Si intende dire, in sostanza, che non esistono garanzie assolute circa il fatto che, nonostante tutti gli sforzi politici che si potrebbero compiere, queste strade potranno essere percorse in modo radicale, perché umanamente e quindi anche politicamente la perfezione non esiste, perché le possibili variabili storiche sono sempre tante; ma si intende dire principalmente che, anche se ipoteticamente tutto dovesse esser fatto in modo esemplare e tutto dovesse filare liscio, non è né vero né possibile che, come scrive ancora Tabarro, queste operazioni o manovre o riforme che dir si voglia sarebbero in grado di conferire all’Italia quella credibilità e stabilità politica che sono assolutamente necessarie per «aggredire quegli 80-90 miliardi di interessi passivi che i governi italiani, di qualunque colore politico, sono costretti a recuperare ogni anno sui mercati per finanziare il debito pubblico di oltre 2mila miliardi» (ivi).

Ecco: sostenere questo significa mistificare ancora una volta la realtà. Nell’ultimo lustro il popolo italiano, è bene insistere su questo punto, è stato sottoposto a tagli e a ristrettezze di ogni genere: tagli sulle pensioni e sull’età pensionabile, sulla sanità, sulla scuola e sulla ricerca tecnologica e scientifica, licenziamenti di massa in aziende e fabbriche di diversa entità finanziaria, aumento dei prezzi in diversi settori produttivi e commerciali e aumento vertiginoso delle tasse, impossibilità quasi totale per famiglie e imprese di ottenere prestiti e mutui dalle banche a condizioni tollerabili, disoccupazione galoppante. Bene, è forse migliorata la situazione o non sta ulteriormente peggiorando nonostante le ottimistiche e propagandistiche previsioni del governo Letta? Quella dell’Italia sembra una vera fatica di Sisifo: più grandi sono i sacrifici, più grande è la percezione collettiva di non riuscire a risalire la china del profondo fossato in cui già siamo caduti.

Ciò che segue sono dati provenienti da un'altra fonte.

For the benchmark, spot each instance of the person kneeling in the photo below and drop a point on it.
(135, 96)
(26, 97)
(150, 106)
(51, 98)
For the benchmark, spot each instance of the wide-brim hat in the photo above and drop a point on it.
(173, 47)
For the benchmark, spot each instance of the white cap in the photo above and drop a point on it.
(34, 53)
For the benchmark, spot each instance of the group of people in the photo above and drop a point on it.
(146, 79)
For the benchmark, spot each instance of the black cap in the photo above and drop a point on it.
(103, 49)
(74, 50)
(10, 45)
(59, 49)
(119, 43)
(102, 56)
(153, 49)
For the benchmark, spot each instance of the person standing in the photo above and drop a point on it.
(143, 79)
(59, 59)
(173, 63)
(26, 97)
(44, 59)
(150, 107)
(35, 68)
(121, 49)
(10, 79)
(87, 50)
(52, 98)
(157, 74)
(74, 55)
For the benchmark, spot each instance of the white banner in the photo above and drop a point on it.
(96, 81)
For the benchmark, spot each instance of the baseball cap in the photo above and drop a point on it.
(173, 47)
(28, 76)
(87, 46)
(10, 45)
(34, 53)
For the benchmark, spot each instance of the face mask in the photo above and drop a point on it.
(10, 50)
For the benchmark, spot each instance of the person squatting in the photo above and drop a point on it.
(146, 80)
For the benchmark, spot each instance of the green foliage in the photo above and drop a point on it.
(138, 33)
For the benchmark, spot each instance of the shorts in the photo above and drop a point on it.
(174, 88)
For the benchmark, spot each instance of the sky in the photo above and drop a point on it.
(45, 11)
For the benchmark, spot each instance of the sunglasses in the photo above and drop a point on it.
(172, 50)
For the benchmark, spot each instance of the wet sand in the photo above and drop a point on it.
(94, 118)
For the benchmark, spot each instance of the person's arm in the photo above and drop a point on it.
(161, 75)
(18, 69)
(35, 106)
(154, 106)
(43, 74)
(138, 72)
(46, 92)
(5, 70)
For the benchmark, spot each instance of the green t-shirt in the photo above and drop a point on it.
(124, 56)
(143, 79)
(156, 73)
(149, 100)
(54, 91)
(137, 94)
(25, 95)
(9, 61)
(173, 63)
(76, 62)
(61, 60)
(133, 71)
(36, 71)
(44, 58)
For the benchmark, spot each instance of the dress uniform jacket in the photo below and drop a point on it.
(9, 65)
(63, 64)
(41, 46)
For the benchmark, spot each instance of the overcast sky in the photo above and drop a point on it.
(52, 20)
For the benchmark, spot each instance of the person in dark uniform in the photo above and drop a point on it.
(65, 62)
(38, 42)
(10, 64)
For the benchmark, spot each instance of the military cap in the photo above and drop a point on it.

Francamente non si capisce come il cattolico Tabarro, che critica aspramente le politiche monetarie e fiscali dell’Unione Europea, la sua insensibilità umana e morale, possa poi giustificarne il principale postulato: che il debito sovrano, al pari di tutti i trattati su cui è stata costruita questa Europa, non sia soggetto, per nessun motivo e in alcun caso, a revisioni o a ridefinizioni di sorta. Che è come dire: gli uomini possono anche crepare, ma le oligarchie finanziarie che governano invisibilmente il mondo non potranno mai smettere di accumulare denaro. E’ invece proprio la lotta al principio mistificante di debito sovrano il principale compito della politica italiana. O se ne ridefiniscono termini e condizioni, o è molto meglio ritornare alla vecchia lira, con una manovra ben preparata per tempo su posizioni “di sinistra” e non “di destra” ovvero tale da non incidere troppo negativamente sui ceti economici e sociali più deboli, e alla nostra vecchia Banca d’Italia che ricomincerebbe finalmente a battere moneta. Non è affatto detto che questa prospettiva riservi a noi italiani maggiori sofferenze di quelle che stiamo già adesso sperimentando.    

Possono i cattolici italiani ritenere l’attuale stato di cose compatibile con la loro fede o non dovranno piuttosto sbrigarsi ad abbattere il nuovo Vitello d’Oro che un numero imprecisato di persone invasate ed abitate dallo spirito del male stanno ancora una volta fraudolentemente erigendo contro il genere umano e contro Dio?